Sergio Romano
TORINO – Il giornalismo ha svolto in Italia un ruolo determinante nel processo di unificazione nazionale, ma ha un peccato originale: essere troppo legato alla politica e ai suoi interessi.
L’editorialista e a lungo ambasciatore Sergio Romano nella sua lectio magistralis ai giornalisti che da tutta Italia si sono riuniti per tre giorni a Torino, ha voluto inviare un messaggio nella direzione dell’indipendenza.
“Il giornalismo italiano nasce con una forte connotazione politica e militante”, ha osservato Romano e un esempio è proprio Cavour, uno, se non il principale, padre della Patria. “Cavour era un giornalista e un giornalista militante – ha ricordato Romano – e il Risorgimento è il nonno di tutti i giornali politici italiani”.
Oggi in Italia – ha detto Romano – la maggioranza di chi possiede un giornale lo fa “nella speranza di ottenere qualcosa in più e di diverso, dal semplice vendere il proprio giornale”. La stampa, dunque, usata come strumento per veicolare messaggi e ottenere consenso.
“E’ interesse del giornalismo italiano – ha aggiunto Romano – uscire da questa situazione rivendicando la propria indipendenza”. L’aspetto più negativo di un giornalismo schierato, militante, partitico, è il rapporto che si crea tra giornale e lettore, “rapporto di reciproca gratificazione.

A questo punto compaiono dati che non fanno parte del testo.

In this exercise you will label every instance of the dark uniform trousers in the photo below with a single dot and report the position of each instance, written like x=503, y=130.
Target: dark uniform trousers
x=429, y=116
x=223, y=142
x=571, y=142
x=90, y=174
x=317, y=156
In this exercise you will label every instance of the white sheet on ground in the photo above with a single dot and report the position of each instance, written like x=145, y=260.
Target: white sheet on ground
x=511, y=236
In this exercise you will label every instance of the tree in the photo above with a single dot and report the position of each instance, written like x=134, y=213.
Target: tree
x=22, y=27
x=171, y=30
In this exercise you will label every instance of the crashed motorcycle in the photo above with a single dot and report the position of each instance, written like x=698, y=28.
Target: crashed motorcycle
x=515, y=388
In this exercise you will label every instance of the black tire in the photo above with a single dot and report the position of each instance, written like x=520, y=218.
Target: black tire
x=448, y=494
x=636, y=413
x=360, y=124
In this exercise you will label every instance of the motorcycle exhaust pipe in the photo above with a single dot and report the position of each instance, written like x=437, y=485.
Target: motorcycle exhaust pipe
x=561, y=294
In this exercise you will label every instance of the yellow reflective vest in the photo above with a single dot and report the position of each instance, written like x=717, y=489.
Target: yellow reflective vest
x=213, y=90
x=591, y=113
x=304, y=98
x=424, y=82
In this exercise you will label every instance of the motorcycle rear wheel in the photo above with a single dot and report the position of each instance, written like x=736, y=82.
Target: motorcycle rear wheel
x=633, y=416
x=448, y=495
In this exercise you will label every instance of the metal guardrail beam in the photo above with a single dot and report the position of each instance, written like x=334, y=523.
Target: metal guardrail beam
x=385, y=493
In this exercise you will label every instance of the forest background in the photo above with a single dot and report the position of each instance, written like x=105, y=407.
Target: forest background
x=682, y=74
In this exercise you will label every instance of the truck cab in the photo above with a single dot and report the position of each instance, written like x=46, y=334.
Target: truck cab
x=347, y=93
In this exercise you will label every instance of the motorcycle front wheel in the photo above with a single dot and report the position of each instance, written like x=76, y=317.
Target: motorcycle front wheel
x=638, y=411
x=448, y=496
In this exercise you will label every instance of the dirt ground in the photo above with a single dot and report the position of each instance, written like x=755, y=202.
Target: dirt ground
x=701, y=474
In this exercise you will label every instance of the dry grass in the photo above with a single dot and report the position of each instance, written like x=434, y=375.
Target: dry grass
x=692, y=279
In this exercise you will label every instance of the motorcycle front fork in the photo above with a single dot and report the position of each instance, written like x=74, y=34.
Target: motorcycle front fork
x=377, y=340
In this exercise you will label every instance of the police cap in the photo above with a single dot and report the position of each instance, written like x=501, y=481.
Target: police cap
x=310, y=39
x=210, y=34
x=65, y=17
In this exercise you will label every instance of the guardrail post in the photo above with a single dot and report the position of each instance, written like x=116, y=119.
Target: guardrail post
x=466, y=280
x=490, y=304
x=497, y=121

Il lettore non compera quel giornale perché spera di apprendere qualcosa in più di quello che sà, ma per trovare conferma alle proprie opinioni”. Nei loro saluti il presidente nazionale dell’Ordine, Enzo Iacopino, ha dato merito a queste celebrazioni dei 150 anni dell’unità d’Italia di aver sdoganato le parole “patria”, “nazione”, da un significato negativo che negli anni passati era stato motivo di contrapposizione.
Anche il presidente regionale Alberto Sinigaglia, nel dare la parola a Sergio Romano, ha voluto ricordare i molti giornalisti, da Gobetti a Frassati a Casalegno, che hanno contribuito alla formazione di uno spirito nazionale.